The step down has been an evolving process for Morgan and Patty. Before Patty was willing to give the clicker a try (which strongly implies the behavior is desired) she was using luring. I don't like luring as a first option because the bird is not learning anything, it's simply following the food. Training is about teaching and learning, and if you aren't doing either, then you need to change something.
So from luring I asked Patty to use target training to get her to step down because that was a level above luring where Morgan was CHOOSING to step off to touch the stick.
From targeting I finally (in this video session) was able to have Patty start clicking when Morgan steps off so she realizes that is a TRICK in and of itself! This way it communicates clearly to Morgan that stepping off is as equally rewarding to her as the flight. This makes it way more likely Morgan will perform that "trick" when prompted.
So then the prompting issue...
Prompting is basically the "cue" and this was all over the place. I was trying to shape Patty's prompt by making sure her arm was at a level that made it EASY for Morgan to step off of her and up to whichever surface (t-stand, counter, back of a chair) so that Morgan knew the prompt was when Patty held her arm in that sweet spot.
The harder you make it for a bird to step off (which sometimes we think we're making it easier and more obvious by tilting, leaning or otherwise "helping" them off by pushing forward in our motion) the worse it is for the bird.
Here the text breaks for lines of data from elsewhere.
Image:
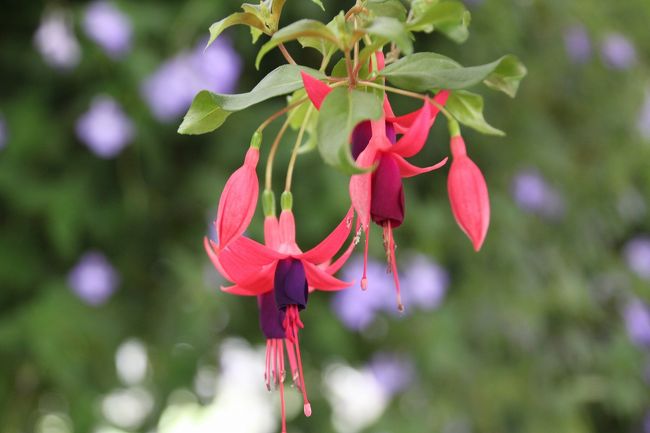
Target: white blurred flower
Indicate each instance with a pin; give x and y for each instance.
(241, 404)
(127, 408)
(356, 397)
(56, 42)
(131, 362)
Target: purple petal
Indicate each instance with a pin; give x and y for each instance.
(290, 284)
(270, 316)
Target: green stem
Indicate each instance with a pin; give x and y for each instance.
(390, 89)
(296, 147)
(279, 113)
(272, 152)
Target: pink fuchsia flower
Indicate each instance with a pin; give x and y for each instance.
(239, 197)
(379, 195)
(468, 194)
(281, 276)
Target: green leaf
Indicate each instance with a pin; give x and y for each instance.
(341, 111)
(302, 28)
(210, 110)
(467, 108)
(507, 76)
(450, 18)
(387, 8)
(423, 72)
(392, 30)
(245, 18)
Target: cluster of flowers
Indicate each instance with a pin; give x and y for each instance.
(282, 276)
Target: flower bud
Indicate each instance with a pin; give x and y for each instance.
(468, 194)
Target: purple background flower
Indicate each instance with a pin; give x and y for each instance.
(423, 282)
(618, 52)
(3, 132)
(533, 194)
(93, 278)
(104, 128)
(56, 42)
(169, 91)
(393, 372)
(109, 27)
(637, 322)
(577, 43)
(637, 256)
(643, 123)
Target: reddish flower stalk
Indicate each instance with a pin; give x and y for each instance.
(468, 194)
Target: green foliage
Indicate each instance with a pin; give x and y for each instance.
(467, 108)
(210, 110)
(423, 72)
(341, 111)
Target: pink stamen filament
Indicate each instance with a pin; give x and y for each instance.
(390, 255)
(292, 324)
(364, 278)
(282, 405)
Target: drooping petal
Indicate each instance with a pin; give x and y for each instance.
(321, 280)
(468, 194)
(360, 186)
(403, 123)
(210, 248)
(416, 136)
(290, 284)
(407, 169)
(326, 250)
(238, 290)
(388, 110)
(316, 89)
(387, 193)
(238, 200)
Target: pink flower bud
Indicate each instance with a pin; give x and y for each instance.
(238, 200)
(468, 194)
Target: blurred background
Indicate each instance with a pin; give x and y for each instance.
(111, 320)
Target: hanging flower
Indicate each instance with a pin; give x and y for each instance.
(281, 276)
(468, 194)
(379, 195)
(239, 197)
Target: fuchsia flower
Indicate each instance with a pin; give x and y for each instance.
(281, 276)
(238, 199)
(468, 194)
(379, 195)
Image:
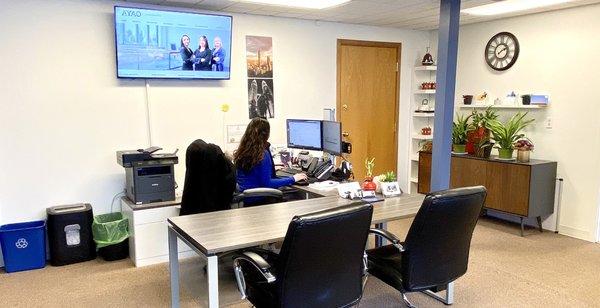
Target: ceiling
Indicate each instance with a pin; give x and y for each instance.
(409, 14)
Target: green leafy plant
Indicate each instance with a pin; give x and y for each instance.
(484, 147)
(370, 164)
(459, 129)
(506, 134)
(389, 176)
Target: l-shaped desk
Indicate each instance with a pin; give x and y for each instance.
(209, 234)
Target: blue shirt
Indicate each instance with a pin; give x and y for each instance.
(261, 175)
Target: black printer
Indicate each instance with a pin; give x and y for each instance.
(149, 176)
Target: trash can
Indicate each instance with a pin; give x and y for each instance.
(111, 236)
(70, 234)
(23, 245)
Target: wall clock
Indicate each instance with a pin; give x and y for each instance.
(502, 51)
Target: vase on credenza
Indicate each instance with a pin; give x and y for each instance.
(505, 153)
(368, 184)
(523, 156)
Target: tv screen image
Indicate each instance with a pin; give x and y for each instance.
(167, 44)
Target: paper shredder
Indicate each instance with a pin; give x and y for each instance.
(70, 236)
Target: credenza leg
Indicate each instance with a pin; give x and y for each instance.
(522, 227)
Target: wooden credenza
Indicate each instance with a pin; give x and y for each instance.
(522, 189)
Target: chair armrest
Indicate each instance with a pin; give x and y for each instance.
(388, 236)
(262, 192)
(258, 262)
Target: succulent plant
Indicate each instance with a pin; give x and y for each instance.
(506, 134)
(369, 165)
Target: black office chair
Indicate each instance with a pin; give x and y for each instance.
(436, 250)
(321, 262)
(210, 181)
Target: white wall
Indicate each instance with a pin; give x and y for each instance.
(64, 113)
(557, 56)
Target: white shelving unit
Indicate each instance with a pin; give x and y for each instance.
(502, 106)
(419, 119)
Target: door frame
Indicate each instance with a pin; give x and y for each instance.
(398, 47)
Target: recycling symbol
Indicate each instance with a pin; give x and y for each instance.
(21, 243)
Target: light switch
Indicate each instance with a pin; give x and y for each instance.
(548, 123)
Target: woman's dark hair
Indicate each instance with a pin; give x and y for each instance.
(203, 38)
(185, 35)
(253, 144)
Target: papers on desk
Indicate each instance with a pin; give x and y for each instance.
(325, 185)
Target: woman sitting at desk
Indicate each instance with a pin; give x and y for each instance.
(253, 160)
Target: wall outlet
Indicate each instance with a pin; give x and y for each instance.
(548, 123)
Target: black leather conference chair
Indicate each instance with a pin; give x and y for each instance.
(210, 181)
(436, 250)
(321, 262)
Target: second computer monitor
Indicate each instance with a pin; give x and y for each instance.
(332, 137)
(304, 134)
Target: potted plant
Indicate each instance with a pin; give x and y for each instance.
(506, 134)
(368, 183)
(484, 147)
(523, 147)
(389, 185)
(459, 133)
(479, 128)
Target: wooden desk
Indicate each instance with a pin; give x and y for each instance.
(223, 231)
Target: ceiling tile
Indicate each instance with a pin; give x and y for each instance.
(411, 14)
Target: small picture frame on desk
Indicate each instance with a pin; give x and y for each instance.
(390, 189)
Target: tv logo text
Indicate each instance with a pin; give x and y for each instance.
(131, 13)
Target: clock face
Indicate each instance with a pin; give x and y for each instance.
(502, 51)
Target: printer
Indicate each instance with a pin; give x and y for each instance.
(149, 176)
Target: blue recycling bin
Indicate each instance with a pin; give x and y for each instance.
(23, 245)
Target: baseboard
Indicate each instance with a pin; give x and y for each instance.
(164, 259)
(576, 233)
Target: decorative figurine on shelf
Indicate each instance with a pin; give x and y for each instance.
(426, 130)
(524, 148)
(428, 86)
(424, 107)
(427, 58)
(368, 184)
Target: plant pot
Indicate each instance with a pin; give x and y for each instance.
(505, 153)
(368, 184)
(523, 156)
(459, 148)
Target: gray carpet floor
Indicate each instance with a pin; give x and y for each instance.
(505, 270)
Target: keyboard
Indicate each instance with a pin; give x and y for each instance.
(289, 170)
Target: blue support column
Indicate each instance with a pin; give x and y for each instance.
(444, 97)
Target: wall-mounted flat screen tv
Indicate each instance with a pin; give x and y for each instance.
(175, 45)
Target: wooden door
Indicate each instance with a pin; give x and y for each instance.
(367, 102)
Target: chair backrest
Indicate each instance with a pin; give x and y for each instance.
(438, 241)
(209, 179)
(321, 259)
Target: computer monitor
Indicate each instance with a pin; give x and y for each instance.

You're basically making the decision for them with your body language. The key to bird training is finding ways to get the bird to make the decision you want it to make. How do you convince the bird to step off on its own? Does it need to be clearer regarding what you're asking? Does it need to be more reinforcing (better reward)? The situation needs to be analyzed in the best interest of the bird.
If Patty truly keeps to keeping this session as the new "standard" for even having a session, her progression will be leaps and bounds.
And what I mean by that is when you shape a behavior, consider the "wave" (the act of a bird lifting its foot) - when you get the bird to exaggerate that behavior for the first time and instead of lifting it just barely off the ground, it lifts it up to the height of its head and you click and reward, that is the NEW standard. Now the bird has to lift it that high every time to get a reward. Because if you start rewarding the bird for waves that are barely off the ground and super high, the behavior is all over the place. It needs to be clear that the wave is "this high". If it's any height, you will slowly lose the behavior being presented at all. Hence the importance of consistency.